The problem is here:
RANGE (floor(starttime))
Partition pruning is not smart enough to understand the characteristics of arbitrary functions. This one should be easy, since it is monotonic.
Bite the bullet. Change to one of the few datatypes that PARTITION understands. When partitioning on hour, I have used MEDIUMINT (only 3 bytes), and pre-calculated it via
hr = UNIX_TIMESTAMP(ts)/3600
By "precompute", I mean that I added the `hr` field and filled it in as I was inserting in the table. Then I did
PARTITION BY RANGE(hr)
from2012111100 VALUES LESS THAN (375729),
from2012111101 VALUES LESS THAN (375730),
...
future VALUES LESS THAN MAXVALUE
Note that I named the partitions in a useful way:
from2012111101 has the 1am values, and it ends at 2am:
SELECT FLOOR(UNIX_TIMESTAMP('2012-11-11 02:00:00')/3600) = 375730
A side note: There is almost no reason to have the secondary key here:
add PRIMARY KEY (`bts_gid`,`starttime`),
add KEY `bts_gid` (`bts_gid`),
since the PRIMARY KEY handles any lookups by bts_gid. Recommend removing the key.

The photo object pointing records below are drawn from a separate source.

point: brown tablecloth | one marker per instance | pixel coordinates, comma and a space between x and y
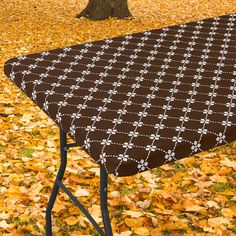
142, 100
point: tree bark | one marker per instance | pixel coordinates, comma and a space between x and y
103, 9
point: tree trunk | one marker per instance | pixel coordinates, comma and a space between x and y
103, 9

decimal(14,0) takes 7 bytes.
decimal(20,0) takes 9 bytes.
Since you have a table big enough to consider partitioning, the table is big. So you should work hard at shrinking the fields as much as practical.

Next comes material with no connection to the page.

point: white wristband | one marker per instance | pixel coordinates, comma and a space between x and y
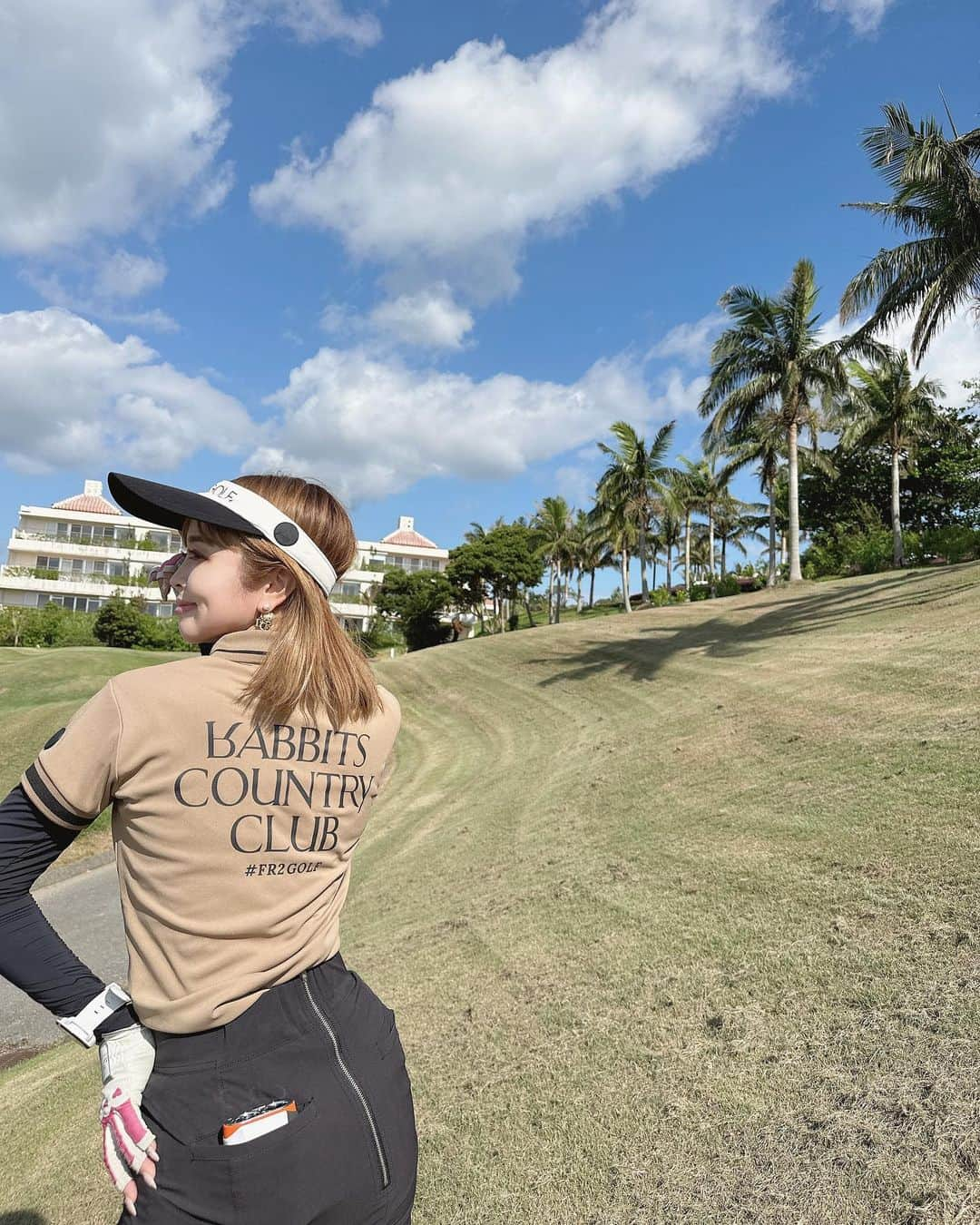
83, 1024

You have not said why you think PARTITIONing might be beneficial.
* Will you be purging "old" data? DROP PARTITION is excellent for this.
* Will all your SELECTs include a WHERE clause on the datetime? (Of course, with my suggestion, the conversion needs to be done in the WHERE clause. Suggest creating a Stored Function.)